From: Mohler, J. <jef...@ne...> - 2001-11-02 20:04:53
|
Thanks: I'll work on digesting all this information over the coming days. When you say local_urls, are you speaking of feeding rundig/htdig a directory path to parse instead of a URL itself? -----Original Message----- From: Gilles Detillieux [mailto:gr...@sc...] Sent: Friday, November 02, 2001 11:53 AM To: jef...@ne... Cc: htd...@li... Subject: Re: [htdig] General question on database updates.. According to Mohler, Jeff: > As I understand it, the database will only reflect new content added > to a WWW site if a full rebuild is done..correct? No, you can do update digs on an existing database. You just can't use the standard rundig script for this, because it passes the -i option to htdig. You need to call htdig and htmerge directly, or come up with a different script for doing update digs.

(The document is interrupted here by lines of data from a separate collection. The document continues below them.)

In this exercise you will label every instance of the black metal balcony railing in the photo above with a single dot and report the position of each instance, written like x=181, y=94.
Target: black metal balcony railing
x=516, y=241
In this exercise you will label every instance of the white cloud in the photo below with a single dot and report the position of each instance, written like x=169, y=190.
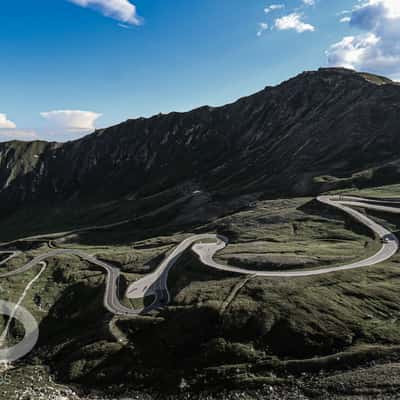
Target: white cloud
x=72, y=120
x=17, y=134
x=378, y=48
x=273, y=7
x=262, y=27
x=293, y=21
x=121, y=10
x=6, y=123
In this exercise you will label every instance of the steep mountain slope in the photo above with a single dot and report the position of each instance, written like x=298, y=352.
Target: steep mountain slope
x=317, y=131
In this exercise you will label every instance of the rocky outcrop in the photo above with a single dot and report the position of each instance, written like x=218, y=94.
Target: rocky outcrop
x=320, y=130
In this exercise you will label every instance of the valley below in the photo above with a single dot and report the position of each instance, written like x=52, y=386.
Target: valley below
x=235, y=248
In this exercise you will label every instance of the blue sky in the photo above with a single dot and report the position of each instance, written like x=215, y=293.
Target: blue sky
x=70, y=65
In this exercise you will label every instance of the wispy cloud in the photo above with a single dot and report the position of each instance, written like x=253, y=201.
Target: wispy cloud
x=273, y=7
x=262, y=27
x=71, y=120
x=293, y=21
x=121, y=10
x=17, y=134
x=6, y=123
x=9, y=131
x=377, y=49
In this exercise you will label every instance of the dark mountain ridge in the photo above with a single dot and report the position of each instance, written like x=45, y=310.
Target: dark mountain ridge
x=320, y=130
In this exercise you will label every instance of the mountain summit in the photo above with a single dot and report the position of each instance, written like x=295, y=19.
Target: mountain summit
x=321, y=130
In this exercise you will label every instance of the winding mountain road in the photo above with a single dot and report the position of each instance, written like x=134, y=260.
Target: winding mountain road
x=207, y=245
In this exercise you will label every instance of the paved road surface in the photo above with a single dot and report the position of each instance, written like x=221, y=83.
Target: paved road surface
x=207, y=245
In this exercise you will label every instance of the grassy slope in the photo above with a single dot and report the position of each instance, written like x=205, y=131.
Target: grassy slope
x=217, y=320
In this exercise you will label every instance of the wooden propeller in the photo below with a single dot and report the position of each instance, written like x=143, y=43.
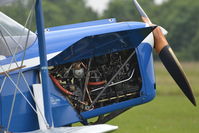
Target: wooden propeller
x=168, y=57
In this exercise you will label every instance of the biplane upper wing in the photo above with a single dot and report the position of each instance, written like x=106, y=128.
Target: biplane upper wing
x=101, y=128
x=3, y=2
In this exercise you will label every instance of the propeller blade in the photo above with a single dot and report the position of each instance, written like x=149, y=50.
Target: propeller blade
x=168, y=57
x=173, y=66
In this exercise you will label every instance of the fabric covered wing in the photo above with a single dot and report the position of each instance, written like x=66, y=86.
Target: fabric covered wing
x=101, y=128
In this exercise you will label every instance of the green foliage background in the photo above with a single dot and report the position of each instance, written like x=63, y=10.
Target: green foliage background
x=179, y=17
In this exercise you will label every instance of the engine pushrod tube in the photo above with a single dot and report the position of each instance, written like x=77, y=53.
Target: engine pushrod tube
x=107, y=85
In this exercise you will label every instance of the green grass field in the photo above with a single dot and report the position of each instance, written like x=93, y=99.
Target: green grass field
x=169, y=112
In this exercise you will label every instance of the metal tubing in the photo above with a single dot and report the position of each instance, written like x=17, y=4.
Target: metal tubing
x=43, y=60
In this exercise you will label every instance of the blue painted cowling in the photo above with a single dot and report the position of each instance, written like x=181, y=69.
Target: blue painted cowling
x=80, y=43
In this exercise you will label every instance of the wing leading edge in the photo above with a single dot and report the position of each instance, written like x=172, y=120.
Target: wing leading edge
x=101, y=128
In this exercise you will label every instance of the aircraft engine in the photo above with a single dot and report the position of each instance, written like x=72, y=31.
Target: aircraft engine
x=86, y=83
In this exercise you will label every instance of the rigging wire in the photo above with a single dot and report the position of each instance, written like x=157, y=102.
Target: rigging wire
x=21, y=74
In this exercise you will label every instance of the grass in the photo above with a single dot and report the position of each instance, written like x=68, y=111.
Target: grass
x=169, y=112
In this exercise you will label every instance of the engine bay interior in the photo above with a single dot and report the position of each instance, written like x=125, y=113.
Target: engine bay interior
x=99, y=81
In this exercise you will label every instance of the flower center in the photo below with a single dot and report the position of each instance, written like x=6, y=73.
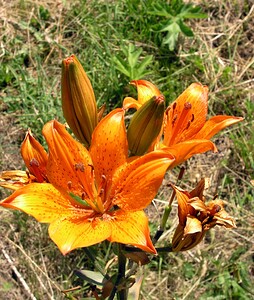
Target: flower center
x=92, y=195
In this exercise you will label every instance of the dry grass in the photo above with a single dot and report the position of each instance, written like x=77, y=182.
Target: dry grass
x=31, y=267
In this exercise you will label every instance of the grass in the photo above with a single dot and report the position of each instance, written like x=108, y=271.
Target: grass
x=36, y=36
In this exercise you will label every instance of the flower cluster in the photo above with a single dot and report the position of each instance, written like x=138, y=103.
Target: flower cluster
x=96, y=187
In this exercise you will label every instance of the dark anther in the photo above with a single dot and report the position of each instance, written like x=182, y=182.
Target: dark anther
x=216, y=208
x=34, y=163
x=91, y=166
x=187, y=105
x=188, y=124
x=174, y=119
x=80, y=167
x=83, y=196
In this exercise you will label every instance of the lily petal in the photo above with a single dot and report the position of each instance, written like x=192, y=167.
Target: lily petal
x=216, y=124
x=185, y=150
x=136, y=184
x=40, y=200
x=106, y=153
x=132, y=228
x=187, y=115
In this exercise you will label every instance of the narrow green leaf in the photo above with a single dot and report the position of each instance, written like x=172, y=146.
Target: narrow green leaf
x=185, y=29
x=90, y=276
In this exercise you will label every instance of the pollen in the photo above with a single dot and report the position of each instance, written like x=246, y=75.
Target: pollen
x=79, y=167
x=34, y=163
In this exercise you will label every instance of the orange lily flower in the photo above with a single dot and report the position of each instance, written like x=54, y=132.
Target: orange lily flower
x=196, y=217
x=146, y=91
x=185, y=131
x=94, y=195
x=35, y=158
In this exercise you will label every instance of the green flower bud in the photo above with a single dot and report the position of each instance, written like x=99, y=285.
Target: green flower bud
x=145, y=125
x=78, y=100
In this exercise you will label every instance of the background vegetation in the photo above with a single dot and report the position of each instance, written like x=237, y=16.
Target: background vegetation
x=171, y=44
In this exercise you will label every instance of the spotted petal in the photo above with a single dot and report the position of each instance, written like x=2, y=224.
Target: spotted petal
x=132, y=228
x=109, y=147
x=136, y=184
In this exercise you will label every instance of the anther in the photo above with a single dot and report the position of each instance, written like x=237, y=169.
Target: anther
x=188, y=125
x=80, y=167
x=174, y=119
x=187, y=105
x=216, y=208
x=34, y=163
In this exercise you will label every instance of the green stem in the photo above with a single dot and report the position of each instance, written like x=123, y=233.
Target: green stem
x=122, y=293
x=92, y=257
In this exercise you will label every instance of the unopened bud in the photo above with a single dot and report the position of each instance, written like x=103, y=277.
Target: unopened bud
x=145, y=125
x=35, y=157
x=78, y=100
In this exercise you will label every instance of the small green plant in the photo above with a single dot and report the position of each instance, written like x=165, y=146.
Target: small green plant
x=173, y=24
x=130, y=65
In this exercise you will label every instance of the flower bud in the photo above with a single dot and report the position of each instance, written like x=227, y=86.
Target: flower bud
x=35, y=157
x=78, y=100
x=146, y=125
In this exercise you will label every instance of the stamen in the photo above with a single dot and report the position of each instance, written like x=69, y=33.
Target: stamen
x=174, y=120
x=34, y=163
x=216, y=208
x=35, y=170
x=188, y=125
x=80, y=167
x=187, y=105
x=83, y=196
x=69, y=184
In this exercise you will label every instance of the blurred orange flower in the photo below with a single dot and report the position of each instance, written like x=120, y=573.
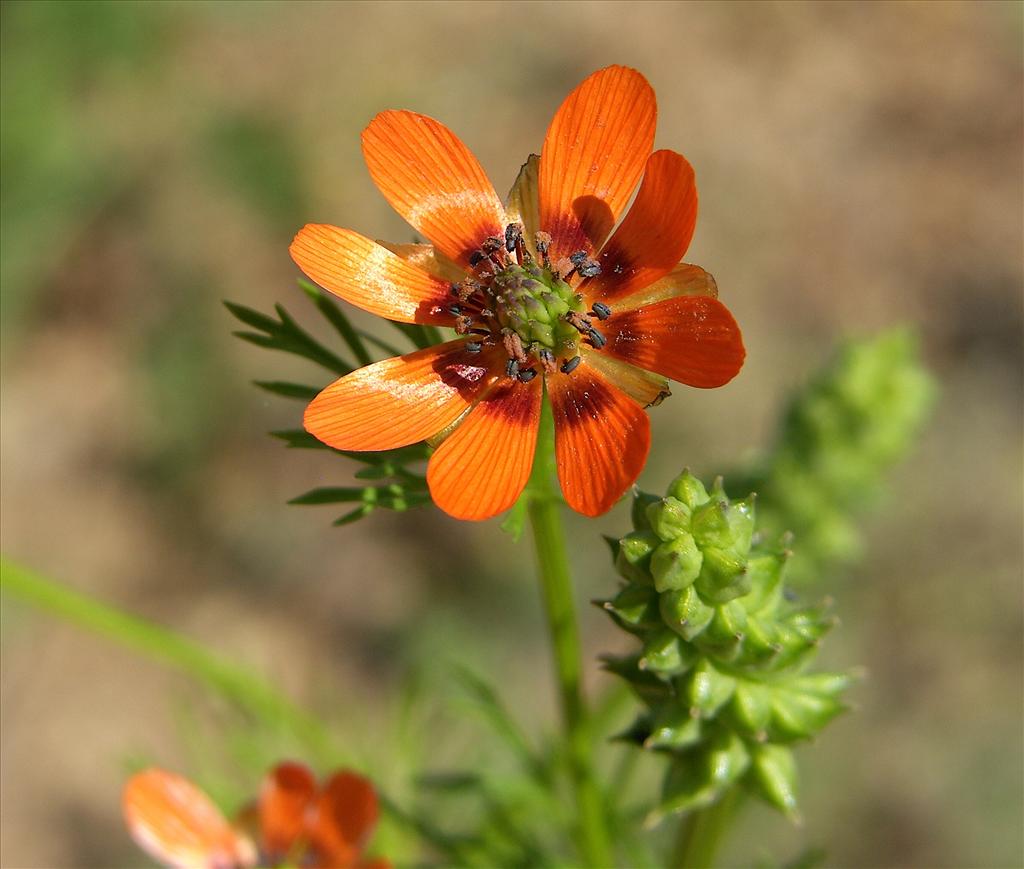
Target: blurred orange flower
x=538, y=294
x=293, y=822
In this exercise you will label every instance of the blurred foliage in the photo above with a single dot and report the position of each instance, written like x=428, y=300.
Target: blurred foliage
x=56, y=174
x=840, y=435
x=256, y=156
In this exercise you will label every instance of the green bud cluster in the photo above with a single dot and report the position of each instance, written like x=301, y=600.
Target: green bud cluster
x=722, y=668
x=532, y=302
x=840, y=435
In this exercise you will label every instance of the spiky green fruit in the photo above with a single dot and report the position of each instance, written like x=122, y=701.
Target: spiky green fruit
x=723, y=653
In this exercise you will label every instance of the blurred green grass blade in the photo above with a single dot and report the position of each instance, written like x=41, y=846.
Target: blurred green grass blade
x=167, y=647
x=504, y=726
x=286, y=335
x=299, y=439
x=288, y=390
x=339, y=320
x=392, y=496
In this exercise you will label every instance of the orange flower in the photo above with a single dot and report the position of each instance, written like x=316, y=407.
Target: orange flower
x=297, y=823
x=538, y=294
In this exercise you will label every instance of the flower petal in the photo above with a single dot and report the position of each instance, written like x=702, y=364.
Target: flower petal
x=482, y=467
x=523, y=204
x=370, y=276
x=345, y=816
x=286, y=795
x=684, y=279
x=178, y=825
x=432, y=180
x=401, y=400
x=593, y=158
x=654, y=234
x=691, y=339
x=601, y=439
x=427, y=258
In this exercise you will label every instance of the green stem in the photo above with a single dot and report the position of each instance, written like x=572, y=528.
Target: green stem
x=700, y=832
x=556, y=588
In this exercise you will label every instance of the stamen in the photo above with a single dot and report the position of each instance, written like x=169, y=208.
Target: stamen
x=579, y=321
x=543, y=242
x=583, y=264
x=563, y=268
x=513, y=232
x=513, y=346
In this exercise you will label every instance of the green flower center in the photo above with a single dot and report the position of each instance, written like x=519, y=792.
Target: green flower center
x=532, y=302
x=528, y=307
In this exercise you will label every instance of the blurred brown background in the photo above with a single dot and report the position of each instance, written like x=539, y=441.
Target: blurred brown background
x=859, y=165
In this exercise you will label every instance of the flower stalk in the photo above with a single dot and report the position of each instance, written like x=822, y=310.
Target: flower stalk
x=701, y=832
x=556, y=589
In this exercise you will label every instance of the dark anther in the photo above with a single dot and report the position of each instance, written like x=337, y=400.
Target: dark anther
x=578, y=321
x=465, y=290
x=513, y=232
x=513, y=346
x=543, y=242
x=583, y=264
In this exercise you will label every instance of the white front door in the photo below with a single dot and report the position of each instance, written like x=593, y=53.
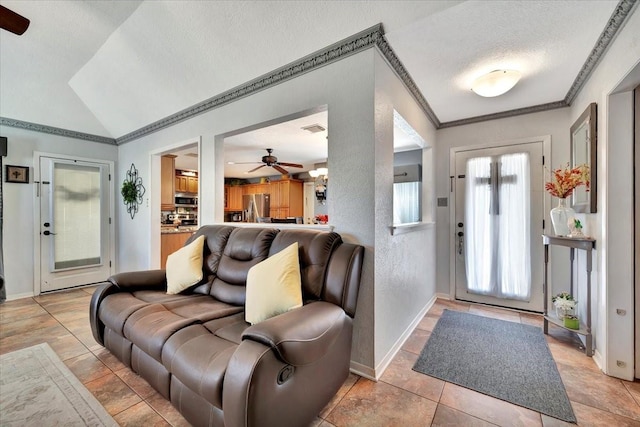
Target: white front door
x=75, y=237
x=499, y=212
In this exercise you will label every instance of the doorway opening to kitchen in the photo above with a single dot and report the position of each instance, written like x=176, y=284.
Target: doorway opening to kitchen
x=175, y=204
x=277, y=172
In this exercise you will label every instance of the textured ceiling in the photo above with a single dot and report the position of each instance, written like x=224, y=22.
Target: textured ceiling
x=109, y=68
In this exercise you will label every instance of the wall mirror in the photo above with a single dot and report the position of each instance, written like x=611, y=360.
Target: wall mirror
x=583, y=151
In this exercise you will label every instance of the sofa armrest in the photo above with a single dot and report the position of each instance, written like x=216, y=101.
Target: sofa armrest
x=140, y=280
x=301, y=336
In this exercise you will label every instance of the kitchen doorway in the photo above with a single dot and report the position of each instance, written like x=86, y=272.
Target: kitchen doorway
x=76, y=245
x=497, y=220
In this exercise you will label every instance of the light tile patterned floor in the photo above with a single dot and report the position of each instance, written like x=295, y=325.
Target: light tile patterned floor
x=402, y=397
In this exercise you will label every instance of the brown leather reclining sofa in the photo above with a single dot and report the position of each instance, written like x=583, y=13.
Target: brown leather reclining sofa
x=196, y=349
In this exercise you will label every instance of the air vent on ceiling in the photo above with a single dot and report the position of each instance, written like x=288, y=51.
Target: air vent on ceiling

There's at least one in the "Contributed Works" section of the www.htdig.org web site. > Just trying to find the most efficient way to update my many-hundred > mailing list archives. > > I use mhonarc to split domo archives into html files in thier own > trees, then have htdig build databases for each dl-list (each has > thier own tree). Depending on the total overall size, and whether you use local_urls or not to speed up local indexing, a standard update dig may do the trick. Update digs will look up every URL in the database to see if the document changed since it was last indexed. This is reasonably quick, especially if you use local_urls. However, for huge mailing list archives, where the majority of files never change once archived, some users prefer to split up the job to only index the last day, week or month of data, and then use htmerge -m to merge it in to the master database. See 4.4 and 4.5 in the FAQ on the web site. -- Gilles R. Detillieux E-mail: <gr...@sc...> Spinal Cord Research Centre WWW: http://www.scrc.umanitoba.ca/~grdetil Dept. Physiology, U. of Manitoba Phone: (204)789-3766 Winnipeg, MB R3E 3J7 (Canada) Fax: (204)789-3930 |